Saturday, September 11, 2010

Hard Mode 6: Some Rights Reserved?


"Creative Commons is a non-profit organization started by Lawrence Lessig in 2001, [...] its goal is to build a layer of reasonable, flexible copyright in the face of increasingly restrictive default rules."

An excerpt from the article "Creative Commons: A business model for products nobody wants to buy," by Bas Bloemsaat and Pieter Kleve, in the International Review of Law, Computers & Technology.

According to the authors, Creative Commons, or CC, since its inception in 2001 has been a popular "alternative" to copyright. Copyright gives the holder certain economic rights, such as the sole and exclusive right to earn money from the work. The threat of being sued for huge wads of cash, among other difficulties, is the greatest chilling factor to creative expression nowadays.

Enter CC.

CC, for all intents and purposes, is a waiver of the author's economic rights. CC offers six (acutally five) types of form licenses (called "legal codes") which individual authors may copy-paste onto their works. These are:

  1. Attribution (cc-by) - Only acknowledgment of the author is required. Work may be copied, remixed, and sold without express permission from the author.
  2. No derivative works (cc-nd) - No remixing allowed.
  3. Noncommercial (cc-nc) - Work and all its derivatives cannot be used commercially.
  4. Share alike (cc-sa) - If the work is remixed or derived, the derivative work must be published in the same licensing scheme as the original work.
  5. "Mixed" - A combination of any of the above licenses; e.g., cc-by-nd, cc-by-nc-sa
But the authors argue that these solutions are already provided for by the current IP laws.

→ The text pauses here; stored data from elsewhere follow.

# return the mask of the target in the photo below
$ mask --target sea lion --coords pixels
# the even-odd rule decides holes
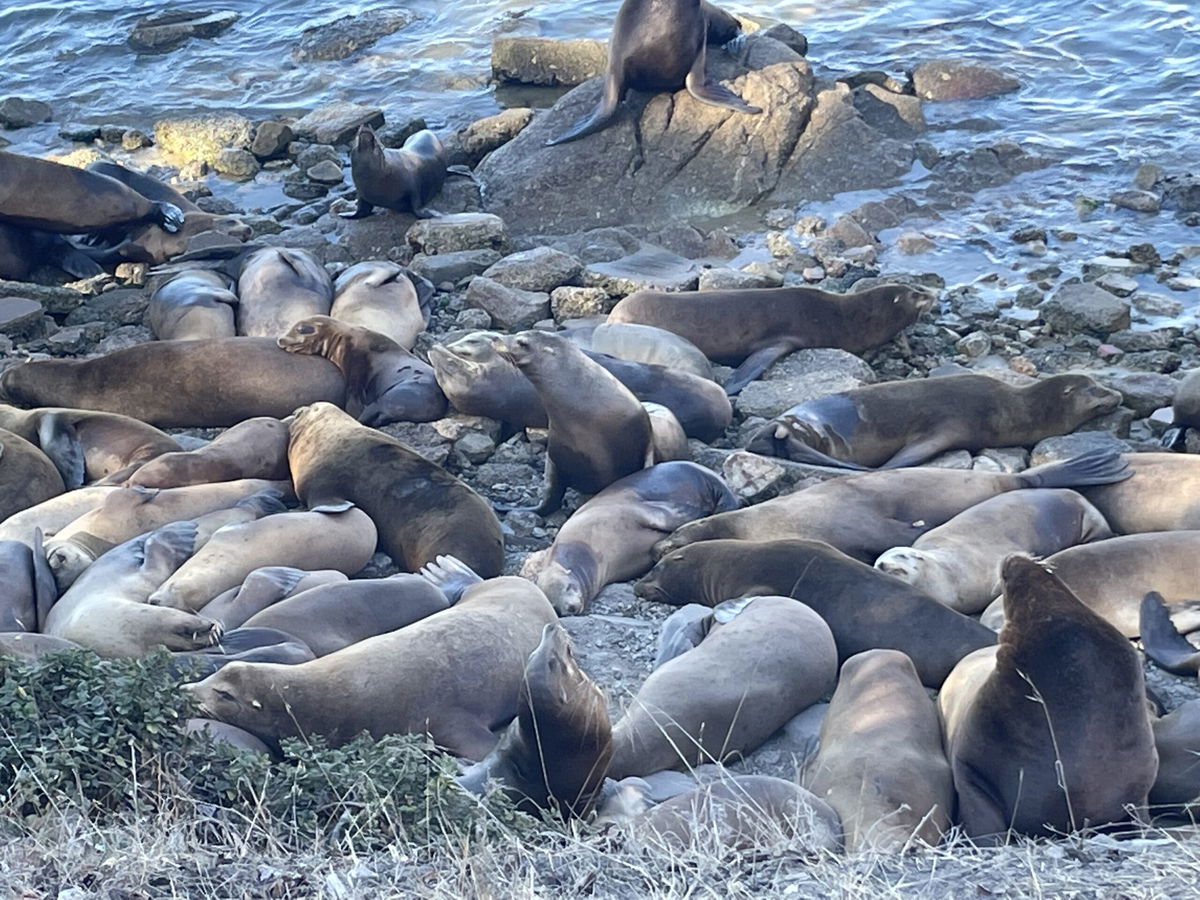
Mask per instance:
[[[301,319],[327,316],[333,281],[307,250],[263,247],[238,272],[238,334],[277,338]]]
[[[482,497],[332,404],[296,411],[288,461],[301,500],[311,509],[358,506],[397,566],[415,572],[450,554],[484,577],[504,568],[500,522]]]
[[[311,565],[353,575],[375,552],[375,524],[361,509],[285,512],[227,525],[147,600],[196,611],[266,565]]]
[[[195,539],[194,522],[173,522],[110,550],[50,608],[43,630],[104,657],[209,646],[221,634],[216,622],[146,602],[191,555]]]
[[[64,526],[103,503],[104,498],[114,490],[114,485],[93,485],[43,500],[0,522],[0,540],[20,541],[32,547],[35,531],[40,530],[44,535],[53,536]]]
[[[242,478],[279,481],[291,477],[288,428],[271,416],[255,416],[222,431],[195,450],[164,453],[140,466],[128,487],[175,488]]]
[[[37,543],[35,541],[35,543]],[[58,599],[54,574],[40,546],[0,541],[0,632],[37,631]]]
[[[757,115],[729,88],[711,81],[704,70],[708,58],[709,7],[701,0],[625,0],[617,11],[608,42],[604,94],[586,119],[546,142],[553,147],[602,130],[632,88],[677,91],[687,88],[701,103]]]
[[[736,394],[794,350],[836,347],[861,354],[885,344],[936,299],[933,291],[908,284],[852,294],[808,287],[637,291],[613,307],[608,321],[665,328],[709,359],[738,366],[725,382],[725,390]]]
[[[793,406],[746,449],[818,466],[896,469],[946,450],[1031,447],[1120,404],[1118,391],[1087,375],[1052,375],[1026,387],[988,375],[888,381]]]
[[[361,219],[382,206],[428,219],[441,215],[426,207],[446,181],[446,150],[428,129],[411,135],[399,150],[389,150],[371,126],[363,125],[350,147],[350,177],[357,203],[341,213],[343,218]]]
[[[938,697],[959,824],[995,840],[1128,821],[1158,767],[1137,651],[1041,564],[1009,557],[1003,579],[999,646]]]
[[[522,570],[563,616],[582,615],[608,584],[650,571],[652,549],[684,522],[740,501],[721,478],[693,462],[665,462],[626,475],[579,507],[550,548]]]
[[[1160,667],[1176,675],[1200,672],[1200,647],[1176,630],[1162,594],[1150,591],[1142,598],[1139,623],[1142,649]]]
[[[650,453],[655,463],[689,460],[692,458],[687,435],[675,418],[675,413],[661,403],[642,403],[650,417]]]
[[[271,748],[250,732],[215,719],[188,719],[183,723],[183,733],[201,736],[213,744],[228,744],[239,750],[271,755]]]
[[[19,434],[0,428],[0,522],[65,490],[50,457]]]
[[[328,656],[448,607],[445,594],[426,579],[402,573],[293,592],[239,627],[275,628],[303,641],[314,655]]]
[[[661,556],[719,538],[800,537],[825,541],[873,563],[885,550],[911,547],[927,531],[1005,491],[1075,488],[1128,477],[1126,464],[1107,450],[1013,474],[938,468],[866,472],[689,523],[661,542],[655,553]]]
[[[1200,369],[1184,376],[1171,401],[1171,427],[1163,432],[1162,445],[1168,450],[1183,450],[1187,446],[1189,428],[1200,428]]]
[[[122,413],[151,425],[213,428],[283,418],[346,383],[325,359],[280,350],[275,338],[151,341],[93,359],[45,359],[0,375],[0,399]]]
[[[750,597],[713,616],[700,645],[651,672],[613,727],[610,778],[745,755],[833,687],[833,635],[803,603]]]
[[[1187,700],[1150,723],[1158,751],[1158,775],[1150,788],[1155,815],[1195,819],[1200,805],[1200,700]]]
[[[199,680],[232,662],[295,666],[314,659],[308,645],[290,634],[274,628],[235,628],[224,632],[211,647],[176,653],[171,661],[181,677]]]
[[[937,846],[954,780],[937,707],[912,660],[895,650],[846,660],[820,741],[804,786],[841,818],[847,853]]]
[[[925,532],[911,547],[888,550],[875,568],[974,615],[1000,593],[1006,557],[1041,558],[1109,537],[1104,517],[1075,491],[1009,491]]]
[[[28,281],[33,270],[43,265],[75,278],[92,278],[104,271],[61,234],[0,222],[0,278]]]
[[[595,494],[653,464],[645,408],[582,350],[545,331],[522,331],[496,343],[500,354],[533,383],[549,420],[546,490],[534,509],[538,515],[562,506],[568,487]]]
[[[68,490],[179,450],[173,437],[152,425],[88,409],[23,410],[0,403],[0,428],[19,434],[45,453]]]
[[[1082,491],[1117,534],[1200,530],[1200,456],[1128,453],[1133,477]]]
[[[240,628],[272,604],[309,588],[343,584],[349,579],[336,569],[306,572],[293,566],[262,566],[237,587],[218,594],[200,608],[200,615],[220,622],[227,629]]]
[[[582,818],[596,803],[612,751],[604,692],[575,661],[566,629],[551,623],[525,666],[517,717],[458,781],[477,794],[498,781],[520,808]]]
[[[715,606],[748,594],[790,595],[825,620],[838,660],[890,648],[936,688],[960,659],[996,635],[897,578],[820,541],[705,541],[674,550],[634,588],[659,603]]]
[[[49,656],[51,653],[84,649],[74,641],[49,634],[36,634],[30,631],[0,632],[0,657],[9,659],[35,660]]]
[[[433,368],[378,332],[310,316],[278,343],[288,353],[321,356],[337,366],[346,380],[346,412],[364,425],[433,422],[446,414]]]
[[[432,290],[393,262],[376,260],[351,266],[333,285],[329,315],[347,325],[369,328],[411,350],[429,324]]]
[[[237,334],[238,297],[220,272],[190,269],[159,286],[146,308],[146,324],[160,341],[229,338]]]
[[[633,322],[607,322],[568,328],[562,336],[581,350],[687,372],[709,381],[713,378],[712,363],[700,348],[665,328]]]
[[[526,660],[554,610],[523,578],[456,587],[447,599],[454,605],[444,612],[312,662],[235,662],[184,690],[205,715],[269,745],[309,734],[337,747],[363,731],[428,733],[451,753],[483,759],[494,731],[517,715]]]

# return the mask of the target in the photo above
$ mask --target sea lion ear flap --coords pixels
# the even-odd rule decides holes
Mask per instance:
[[[462,599],[467,588],[483,581],[474,569],[453,556],[439,556],[426,563],[421,566],[420,575],[445,594],[451,606]]]
[[[33,596],[34,610],[37,616],[38,632],[46,624],[50,615],[50,607],[58,602],[58,582],[54,580],[54,570],[46,558],[46,548],[43,546],[42,529],[35,528],[33,532]]]
[[[308,508],[309,512],[319,513],[344,513],[354,509],[354,504],[349,500],[322,500]]]
[[[713,621],[712,609],[699,603],[689,603],[667,616],[658,635],[654,668],[699,647]]]
[[[62,413],[47,413],[38,423],[38,444],[62,475],[68,491],[83,486],[83,447],[75,426]]]
[[[429,317],[433,315],[433,296],[437,293],[437,288],[433,286],[432,281],[418,275],[412,269],[403,269],[403,271],[404,277],[412,282],[413,290],[417,292],[417,305],[421,308],[421,318],[428,325]]]

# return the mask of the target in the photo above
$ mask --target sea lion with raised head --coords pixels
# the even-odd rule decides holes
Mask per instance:
[[[687,434],[675,418],[675,413],[661,403],[642,406],[650,417],[650,452],[655,463],[678,462],[692,458]]]
[[[1200,672],[1200,647],[1179,633],[1167,601],[1158,591],[1142,598],[1139,622],[1142,649],[1161,668],[1176,675]]]
[[[271,416],[255,416],[222,431],[195,450],[164,453],[140,466],[128,487],[175,488],[242,478],[280,481],[291,477],[288,428]]]
[[[329,315],[347,325],[369,328],[411,350],[429,324],[433,286],[393,262],[374,260],[351,266],[333,284]]]
[[[0,522],[65,490],[50,457],[19,434],[0,428]]]
[[[220,272],[190,269],[163,282],[150,297],[146,323],[160,341],[195,341],[237,334],[237,294]]]
[[[35,531],[47,536],[56,534],[103,503],[104,498],[114,490],[115,485],[91,485],[43,500],[0,522],[0,540],[20,541],[32,547]]]
[[[309,316],[327,316],[333,281],[307,250],[263,247],[238,272],[238,334],[277,338]]]
[[[251,616],[309,588],[342,584],[350,579],[336,569],[308,572],[293,566],[262,566],[237,587],[229,588],[200,608],[200,615],[225,628],[240,628]]]
[[[608,320],[665,328],[709,359],[736,365],[725,382],[725,390],[736,394],[794,350],[836,347],[861,354],[886,344],[936,299],[933,291],[908,284],[852,294],[809,287],[637,291],[613,307]]]
[[[1200,456],[1127,453],[1133,477],[1082,491],[1117,534],[1200,530]]]
[[[34,544],[0,541],[0,632],[38,631],[58,599],[46,554]]]
[[[399,150],[380,143],[370,125],[358,129],[350,147],[350,178],[357,202],[346,219],[369,216],[376,206],[412,213],[418,219],[441,215],[428,209],[446,182],[446,149],[428,129],[418,131]]]
[[[1171,427],[1163,432],[1162,445],[1168,450],[1183,450],[1187,446],[1187,430],[1200,428],[1200,369],[1184,376],[1171,401]]]
[[[0,278],[28,281],[38,266],[54,266],[75,278],[104,269],[61,234],[0,222]]]
[[[562,336],[581,350],[605,353],[631,362],[662,366],[712,380],[712,363],[687,338],[665,328],[634,322],[606,322],[567,328]]]
[[[1158,751],[1158,775],[1150,788],[1155,815],[1200,812],[1200,700],[1186,700],[1150,723]]]

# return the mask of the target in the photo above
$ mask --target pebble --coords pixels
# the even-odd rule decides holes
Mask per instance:
[[[418,253],[409,268],[434,284],[458,282],[472,275],[482,275],[500,259],[495,250],[454,250],[430,256]]]
[[[1129,327],[1130,303],[1095,284],[1068,284],[1038,307],[1042,319],[1059,334],[1108,335]]]
[[[383,110],[338,100],[314,109],[292,125],[298,137],[319,144],[348,144],[363,125],[383,125]]]
[[[734,291],[772,286],[771,279],[758,272],[724,268],[705,269],[700,273],[698,283],[698,288],[702,291]]]
[[[959,59],[923,62],[913,70],[912,82],[922,100],[980,100],[1021,87],[1011,75]]]
[[[456,250],[509,249],[508,228],[504,220],[490,213],[455,213],[436,219],[421,219],[405,238],[421,253],[450,253]]]
[[[1114,206],[1134,212],[1156,213],[1162,208],[1162,198],[1150,191],[1117,191],[1109,199]]]
[[[47,121],[53,110],[41,100],[7,97],[0,101],[0,125],[5,128],[28,128]]]
[[[576,281],[582,272],[583,263],[576,257],[550,247],[535,247],[496,261],[483,274],[507,287],[549,293]]]
[[[1200,288],[1200,278],[1185,275],[1168,278],[1165,283],[1173,291],[1194,291],[1196,288]]]
[[[0,299],[0,333],[22,337],[42,321],[41,303],[26,297]]]
[[[907,253],[910,256],[928,253],[930,250],[935,249],[936,246],[933,241],[919,231],[905,231],[896,238],[897,249],[901,253]]]
[[[212,167],[222,175],[234,178],[253,178],[258,174],[258,160],[249,150],[239,150],[226,147],[217,153],[212,161]]]
[[[492,322],[506,331],[531,328],[550,315],[550,295],[540,291],[510,288],[484,275],[471,279],[467,303],[482,309]]]
[[[1096,279],[1096,284],[1110,294],[1116,294],[1118,297],[1132,296],[1138,289],[1138,283],[1128,275],[1117,275],[1115,273],[1101,275]]]
[[[167,10],[138,19],[126,39],[138,53],[167,53],[191,38],[215,38],[241,16],[236,12]]]
[[[616,299],[598,287],[559,287],[550,292],[550,310],[556,322],[606,316]]]
[[[1154,163],[1142,163],[1134,173],[1133,186],[1139,191],[1148,191],[1158,184],[1163,174],[1161,166],[1156,166]]]
[[[731,491],[747,503],[757,503],[779,493],[787,473],[769,456],[735,450],[725,457],[721,474]]]
[[[975,359],[986,356],[992,351],[992,339],[986,332],[972,331],[966,337],[961,338],[954,345],[954,349],[964,356]]]
[[[322,160],[309,167],[304,174],[318,184],[341,184],[345,177],[341,165],[331,159]]]
[[[283,122],[259,122],[254,129],[254,140],[250,152],[259,159],[271,159],[287,152],[288,145],[296,139],[292,127]]]
[[[1083,264],[1085,278],[1099,278],[1101,275],[1145,275],[1150,266],[1134,262],[1123,256],[1093,256]]]
[[[1133,295],[1134,308],[1147,316],[1177,316],[1183,312],[1183,304],[1165,294],[1139,291]]]
[[[136,128],[130,128],[121,135],[121,149],[123,150],[141,150],[143,147],[149,147],[154,141],[150,135],[144,131],[138,131]]]
[[[1038,225],[1018,228],[1012,233],[1012,239],[1018,244],[1028,244],[1030,241],[1041,241],[1044,244],[1046,243],[1046,229]]]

First, there is the exception of "fair use," and second, waivers of economic rights are also allowed, without needing to resort to specialized licenses such as CC.

Another stumbling block is the problem of Attribution. Under US jurisdiction, if a work is not claimed by anyone, it is deemed public domain. And it also goes the other way around: if a work is public domain, it cannot be claimed by anyone. This implies that a cc-by work is treated as public domain by US law, and therefore Attribution fails its purpose since the author cannot claim authorship over his work which now became part of public domain.